Ondanks een troebel beeld van zijn algehele houding ten aanzien van wapenrechten, zal de blijvende erfenis van de Bush-administratie zijn benoemingen bij het Amerikaanse Hooggerechtshof zijn. John Roberts werd in 2005 door Bush benoemd ter vervanging van William Rehnquist. Later datzelfde jaar nomineerde Bush Samuel Alito ter vervanging van Sandra Day O'Connor op het high court.
Drie jaar later nam de rechtbank argumenten aan District of Columbia tegen Heller, een kritieke zaak rond het 25-jarig verbod op het pistool van het district. In een historische uitspraak heeft de rechtbank het verbod als ongrondwettelijk opgeheven en voor het eerst geoordeeld dat het tweede amendement van toepassing is op individuen, dat het recht geeft om wapens voor zelfverdediging in huis te bezitten. Zowel Roberts als Alito regeerden met de meerderheid in een smalle 5-4 beslissing.

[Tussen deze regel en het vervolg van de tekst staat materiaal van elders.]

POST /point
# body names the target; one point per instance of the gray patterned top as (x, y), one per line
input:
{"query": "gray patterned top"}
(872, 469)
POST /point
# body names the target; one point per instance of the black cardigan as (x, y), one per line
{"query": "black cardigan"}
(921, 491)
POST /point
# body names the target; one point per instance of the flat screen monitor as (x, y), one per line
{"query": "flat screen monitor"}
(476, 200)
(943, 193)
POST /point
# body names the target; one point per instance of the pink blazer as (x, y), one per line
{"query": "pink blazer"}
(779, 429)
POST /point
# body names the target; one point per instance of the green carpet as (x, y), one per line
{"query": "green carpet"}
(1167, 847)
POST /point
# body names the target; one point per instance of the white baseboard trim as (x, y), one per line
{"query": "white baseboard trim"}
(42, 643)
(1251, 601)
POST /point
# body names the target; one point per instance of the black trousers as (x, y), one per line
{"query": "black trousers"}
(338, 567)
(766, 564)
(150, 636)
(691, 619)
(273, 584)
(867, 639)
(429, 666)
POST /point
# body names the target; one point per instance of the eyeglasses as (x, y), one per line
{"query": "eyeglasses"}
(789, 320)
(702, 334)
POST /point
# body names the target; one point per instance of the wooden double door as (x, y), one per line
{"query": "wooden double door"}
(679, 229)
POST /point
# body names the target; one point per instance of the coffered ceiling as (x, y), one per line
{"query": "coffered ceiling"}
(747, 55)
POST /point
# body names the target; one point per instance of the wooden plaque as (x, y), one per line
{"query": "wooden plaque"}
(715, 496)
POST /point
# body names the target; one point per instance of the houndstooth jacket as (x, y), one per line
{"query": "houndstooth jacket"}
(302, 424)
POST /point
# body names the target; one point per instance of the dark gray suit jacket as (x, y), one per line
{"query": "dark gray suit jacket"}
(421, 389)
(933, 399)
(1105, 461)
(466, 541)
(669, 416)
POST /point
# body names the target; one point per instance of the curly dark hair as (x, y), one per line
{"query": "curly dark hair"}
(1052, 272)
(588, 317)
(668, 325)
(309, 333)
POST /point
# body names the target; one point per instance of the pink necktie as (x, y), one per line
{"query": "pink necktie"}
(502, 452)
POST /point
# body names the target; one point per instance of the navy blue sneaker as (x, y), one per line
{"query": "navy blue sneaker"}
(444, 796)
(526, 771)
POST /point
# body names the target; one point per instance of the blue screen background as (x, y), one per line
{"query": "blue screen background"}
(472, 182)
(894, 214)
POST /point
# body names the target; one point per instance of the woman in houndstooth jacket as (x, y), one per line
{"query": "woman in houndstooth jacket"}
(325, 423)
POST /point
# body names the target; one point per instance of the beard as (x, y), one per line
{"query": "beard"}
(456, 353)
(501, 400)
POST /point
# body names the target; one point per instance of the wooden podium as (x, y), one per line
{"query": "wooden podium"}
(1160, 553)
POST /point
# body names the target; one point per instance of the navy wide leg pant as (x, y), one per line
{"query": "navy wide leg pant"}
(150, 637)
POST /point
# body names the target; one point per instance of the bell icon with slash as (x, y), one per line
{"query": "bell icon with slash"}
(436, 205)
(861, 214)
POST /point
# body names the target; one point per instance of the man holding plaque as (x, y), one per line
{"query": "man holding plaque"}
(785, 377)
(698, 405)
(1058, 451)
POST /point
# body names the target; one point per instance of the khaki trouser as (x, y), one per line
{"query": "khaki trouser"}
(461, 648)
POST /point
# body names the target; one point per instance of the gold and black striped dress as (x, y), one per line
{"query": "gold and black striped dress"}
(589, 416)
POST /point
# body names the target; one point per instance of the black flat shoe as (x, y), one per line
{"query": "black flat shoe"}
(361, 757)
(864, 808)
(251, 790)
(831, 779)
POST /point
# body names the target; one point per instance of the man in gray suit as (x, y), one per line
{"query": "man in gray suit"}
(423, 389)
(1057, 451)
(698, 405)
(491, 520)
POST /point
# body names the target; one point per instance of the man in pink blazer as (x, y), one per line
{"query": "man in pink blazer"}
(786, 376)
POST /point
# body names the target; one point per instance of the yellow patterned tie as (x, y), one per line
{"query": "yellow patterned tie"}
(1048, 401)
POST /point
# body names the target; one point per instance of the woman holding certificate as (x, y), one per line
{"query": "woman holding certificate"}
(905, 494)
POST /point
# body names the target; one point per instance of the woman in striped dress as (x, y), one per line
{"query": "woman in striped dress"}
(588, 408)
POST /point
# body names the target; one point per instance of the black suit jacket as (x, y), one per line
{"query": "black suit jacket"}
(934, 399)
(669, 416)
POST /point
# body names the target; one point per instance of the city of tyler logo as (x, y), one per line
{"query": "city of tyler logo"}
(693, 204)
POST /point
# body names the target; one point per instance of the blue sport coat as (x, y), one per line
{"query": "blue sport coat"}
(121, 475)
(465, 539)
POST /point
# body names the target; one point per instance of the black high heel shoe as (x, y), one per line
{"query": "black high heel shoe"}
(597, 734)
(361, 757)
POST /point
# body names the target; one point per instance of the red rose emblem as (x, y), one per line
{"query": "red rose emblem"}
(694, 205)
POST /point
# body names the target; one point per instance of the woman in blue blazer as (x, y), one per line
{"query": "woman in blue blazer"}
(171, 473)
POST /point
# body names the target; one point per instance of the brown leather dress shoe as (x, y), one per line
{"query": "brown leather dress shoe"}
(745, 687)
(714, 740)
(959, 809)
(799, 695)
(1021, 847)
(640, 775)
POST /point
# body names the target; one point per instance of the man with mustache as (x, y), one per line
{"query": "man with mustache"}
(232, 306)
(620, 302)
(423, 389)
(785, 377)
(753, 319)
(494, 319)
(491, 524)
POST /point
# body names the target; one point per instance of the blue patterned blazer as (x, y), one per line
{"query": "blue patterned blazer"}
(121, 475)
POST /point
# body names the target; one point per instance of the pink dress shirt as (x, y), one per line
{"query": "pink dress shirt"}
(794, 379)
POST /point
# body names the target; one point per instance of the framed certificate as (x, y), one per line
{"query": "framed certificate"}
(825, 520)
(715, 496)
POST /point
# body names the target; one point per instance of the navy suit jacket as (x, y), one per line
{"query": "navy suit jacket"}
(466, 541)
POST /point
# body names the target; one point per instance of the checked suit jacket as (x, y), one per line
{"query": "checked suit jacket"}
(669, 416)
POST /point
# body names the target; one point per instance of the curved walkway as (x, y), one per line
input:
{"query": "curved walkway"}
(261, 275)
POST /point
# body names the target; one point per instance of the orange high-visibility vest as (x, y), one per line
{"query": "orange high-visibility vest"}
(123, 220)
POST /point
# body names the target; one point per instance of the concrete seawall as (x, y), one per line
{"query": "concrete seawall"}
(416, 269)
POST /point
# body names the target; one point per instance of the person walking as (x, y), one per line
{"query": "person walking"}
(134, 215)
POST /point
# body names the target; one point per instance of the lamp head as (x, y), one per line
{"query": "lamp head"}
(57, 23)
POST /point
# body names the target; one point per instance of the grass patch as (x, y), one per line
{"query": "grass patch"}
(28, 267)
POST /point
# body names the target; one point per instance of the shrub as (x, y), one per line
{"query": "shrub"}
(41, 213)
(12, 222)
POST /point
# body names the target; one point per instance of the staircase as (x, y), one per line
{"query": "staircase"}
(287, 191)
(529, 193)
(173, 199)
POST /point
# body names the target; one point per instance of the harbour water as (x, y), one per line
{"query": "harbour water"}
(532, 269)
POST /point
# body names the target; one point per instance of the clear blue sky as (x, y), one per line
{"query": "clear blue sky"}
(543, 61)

Slechts 12 maanden na de Heller beslissing, nog een monumentale rechtszaak voor geweren voor de rechtbank. In McDonald v. Chicago, de rechtbank sloeg een wapenverbod in de stad Chicago neer als ongrondwettelijk en oordeelde voor het eerst dat de wapeneigenaarsbescherming van het Tweede Amendement van toepassing is op zowel staten als de federale overheid. Nogmaals, Roberts en Alito kiezen de meerderheid in een 5-4 beslissing.